A d'Alembert "paradox" solution by singular integral operators (PDO) with negative Hilbert scale domain
Building on the footprints of J. Plemelj and J. A. Nitsche two alternative conceptual approaches are proposed to enable answers to some still open fundamental questions about the existence & uniqueness & smoothness of "classical" solutions of the non-linear, non-stationary Navier-Stokes Equations (NSE). There are no answers given. The complete content of this homepage is w/o any review and aknowledgement of academic institutions.
References for the below:
(GeD) Gérard-Varet D., Some mathematical aspects of fluid-solid interaction, Institut de Mathématiques de Jussieu, Université Paris, 7, 2012
(ShM) Shinbrot M., Lectures on Fluid Mechanics, Dover Publications Inc., Mineola, New York, 2012
The origin of the overall problem area
(GeD): The d’Alembert “paradox” is about the failure of the Euler equation (the model of an ideal incompressible fluid) as a model forfluid-solid interaction. It states:
"In an ideal incompressible fluid, bodies moving at constant velocities do not experience any drag, or lift".
This is the consequence of the mathematical model fact, that
(*) "Incompressible potential generate no force on obstacles".
The difficulty with ideal fluids, and the source of the d’Alembert paradox, is that in such fluids there are no frictional forces. Two neighboring portions of an ideal fluid can move at different velocities without rubbing oneach other, provided they are separated by streamline.
It is clear that such a phenomenon can never occur in a real fluid, and the question is how frictional forces can be introduced into a model of a fluid.
In order to get out of the d’Alembert “paradox” one considered the Navier-Stokes equations and added “kinematic viscosity” (which is the inverse of the Reynolds number) as a constant to the additional “diffusion term”. As the curl-free condition is not preserved by the NSE in domains with boundaries, it allows getting out of the d’Alembert “paradox”. But in most experiments the kinematic constant is very small. Hence the Euler equation (i.e. if the kinematic constant is zero) should be a good approximation. For smooth solutions in domains without boundaries, this is true. In domains with boundaries the situation is not clear. The problem comes from the boundary conditions. In case of the NSE (viscosity constant non equal zero) it requires the classical no-slip condition. In case of the Euler equation (viscosity constant equal zero) one need to relax the no-slip condition to the condition that the normal derivative of the equation solution vanishes at the boundary.

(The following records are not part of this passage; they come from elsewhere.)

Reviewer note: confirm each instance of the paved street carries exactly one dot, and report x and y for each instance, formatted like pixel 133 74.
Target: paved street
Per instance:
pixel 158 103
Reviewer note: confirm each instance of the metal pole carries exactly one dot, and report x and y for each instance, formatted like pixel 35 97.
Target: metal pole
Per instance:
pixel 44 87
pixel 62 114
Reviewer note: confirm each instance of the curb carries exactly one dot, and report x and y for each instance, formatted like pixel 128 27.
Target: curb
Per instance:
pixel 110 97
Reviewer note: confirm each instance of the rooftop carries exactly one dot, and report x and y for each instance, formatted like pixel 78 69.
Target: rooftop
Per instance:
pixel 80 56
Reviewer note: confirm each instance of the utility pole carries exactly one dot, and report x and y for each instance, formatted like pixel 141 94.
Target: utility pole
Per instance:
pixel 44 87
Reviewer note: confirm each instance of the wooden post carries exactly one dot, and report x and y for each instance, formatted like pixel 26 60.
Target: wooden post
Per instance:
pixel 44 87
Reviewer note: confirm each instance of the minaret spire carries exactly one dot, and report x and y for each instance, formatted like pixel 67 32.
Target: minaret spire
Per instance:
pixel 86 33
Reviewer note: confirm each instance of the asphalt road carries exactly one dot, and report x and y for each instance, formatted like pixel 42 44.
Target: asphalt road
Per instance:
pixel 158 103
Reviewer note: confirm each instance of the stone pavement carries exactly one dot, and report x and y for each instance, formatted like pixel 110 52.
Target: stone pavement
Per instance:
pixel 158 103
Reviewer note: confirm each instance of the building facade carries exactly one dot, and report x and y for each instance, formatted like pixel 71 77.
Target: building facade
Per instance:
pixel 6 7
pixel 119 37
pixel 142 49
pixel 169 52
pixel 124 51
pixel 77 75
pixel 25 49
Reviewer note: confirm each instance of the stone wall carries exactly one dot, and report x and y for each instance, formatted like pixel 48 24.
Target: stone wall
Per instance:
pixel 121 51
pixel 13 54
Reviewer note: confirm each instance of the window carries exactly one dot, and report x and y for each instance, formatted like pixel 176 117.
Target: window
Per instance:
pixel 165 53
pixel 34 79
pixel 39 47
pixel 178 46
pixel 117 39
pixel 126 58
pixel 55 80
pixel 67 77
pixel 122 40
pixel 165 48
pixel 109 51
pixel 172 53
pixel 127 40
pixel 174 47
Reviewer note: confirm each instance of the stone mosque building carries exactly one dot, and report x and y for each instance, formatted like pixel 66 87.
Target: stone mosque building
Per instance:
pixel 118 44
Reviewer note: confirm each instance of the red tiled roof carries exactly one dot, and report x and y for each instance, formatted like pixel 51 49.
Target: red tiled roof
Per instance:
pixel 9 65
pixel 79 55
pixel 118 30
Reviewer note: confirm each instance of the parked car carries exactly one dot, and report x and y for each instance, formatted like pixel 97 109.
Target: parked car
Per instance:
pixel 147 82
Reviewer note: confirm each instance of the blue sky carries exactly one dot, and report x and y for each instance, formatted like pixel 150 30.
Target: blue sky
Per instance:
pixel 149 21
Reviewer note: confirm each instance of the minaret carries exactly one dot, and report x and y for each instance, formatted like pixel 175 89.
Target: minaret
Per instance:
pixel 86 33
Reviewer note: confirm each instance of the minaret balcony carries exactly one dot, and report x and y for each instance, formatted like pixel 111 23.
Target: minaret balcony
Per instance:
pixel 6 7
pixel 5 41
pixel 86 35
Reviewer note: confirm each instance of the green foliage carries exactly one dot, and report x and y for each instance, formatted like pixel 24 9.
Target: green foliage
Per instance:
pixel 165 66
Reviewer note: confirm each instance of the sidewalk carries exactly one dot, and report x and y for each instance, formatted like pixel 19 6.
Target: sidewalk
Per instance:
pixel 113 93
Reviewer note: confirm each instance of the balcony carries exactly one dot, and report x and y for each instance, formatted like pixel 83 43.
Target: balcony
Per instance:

The Euler equation in combination with fast decay conditions allows to integrate by parts "up to infinity". This implies the d'Alembert paradox, as the curl-free condition is preserved by Euler. In case of a plane, when the plane reaches its cruise speed, the conditions of the theorem (*) above are fulfilled (up to a change of frame). The NSE does not preserve the curl-free condition, which is the good news, as it allows to get of the d'Alembert paradon, but the alternative NSE model with viscosity constant, with boundaries and with initial curl-free condition does not generate appropriate curl over time.
This leads to boundary layer theory to analyze the impact of a boundary layer on the asymptotics as the kinematic constant tends to zero.

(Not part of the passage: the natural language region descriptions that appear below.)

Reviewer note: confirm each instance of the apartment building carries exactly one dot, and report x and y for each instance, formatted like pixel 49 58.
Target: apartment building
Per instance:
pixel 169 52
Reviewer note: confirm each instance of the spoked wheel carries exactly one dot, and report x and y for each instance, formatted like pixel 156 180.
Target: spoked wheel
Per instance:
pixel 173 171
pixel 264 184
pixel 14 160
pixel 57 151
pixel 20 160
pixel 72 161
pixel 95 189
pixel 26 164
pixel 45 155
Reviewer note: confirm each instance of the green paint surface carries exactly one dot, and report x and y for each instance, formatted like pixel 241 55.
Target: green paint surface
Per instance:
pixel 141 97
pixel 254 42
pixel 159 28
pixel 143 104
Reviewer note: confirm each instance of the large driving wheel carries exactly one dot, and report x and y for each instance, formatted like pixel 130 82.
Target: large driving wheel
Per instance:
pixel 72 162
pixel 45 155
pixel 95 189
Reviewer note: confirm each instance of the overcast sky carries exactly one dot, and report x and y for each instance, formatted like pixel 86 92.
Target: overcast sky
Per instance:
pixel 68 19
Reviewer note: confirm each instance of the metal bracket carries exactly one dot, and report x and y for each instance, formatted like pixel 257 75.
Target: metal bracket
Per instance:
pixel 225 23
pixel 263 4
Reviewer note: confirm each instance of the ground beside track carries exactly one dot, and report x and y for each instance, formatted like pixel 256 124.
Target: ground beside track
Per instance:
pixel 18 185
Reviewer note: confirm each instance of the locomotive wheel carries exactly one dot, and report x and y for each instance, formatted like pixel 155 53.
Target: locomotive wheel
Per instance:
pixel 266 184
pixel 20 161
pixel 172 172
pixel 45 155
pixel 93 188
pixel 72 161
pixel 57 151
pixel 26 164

Prandtl introduced curvilinear coordinates near the boundary to approximate the solution of the Euler equation with a kind of “boundary layer corrector”. In order to prove well-posedness (locally in time and globally under further conditions) the choice of the functional spaces is crucial. In a Sobolev framework the asymptotics does not always hold in H(1),which relies on Rayleigh instability.
Under the assumption of ideal incompressible fluids no aircraft would be able to fly:
Prandtl's mathematical model of airfoil uplift forces (with its underlying concept of "vortex lines" to model "circuit forces") is well posed as singular integral operator (PDO) equation with domain in a negative Hilbert scale.
(ShM): It is not known, whether a weak solution of the full non-linear, non-stationary NSE constructed in the framework of Sobolev function spaces is unique. It has been proven that whenever a weak solution is in a space L(p,q) the crucial measure of how near it comes to a classical solution is the (Serrin) quantity
s := 3/p + 2/q;
The smaller this is, the better the solution is. When s =3/2 a weak solution exists. The critical value for uniqueness is s=1. A result of Serrin shows that for s=1 two existing weak solutions with same initial value are identical. It also has been shown that if there is a weak solution satisfying a little bit more, i.e.
then all weak solutions are actually strong, and, indeed, are infinitely differentiable with respect to both q and t.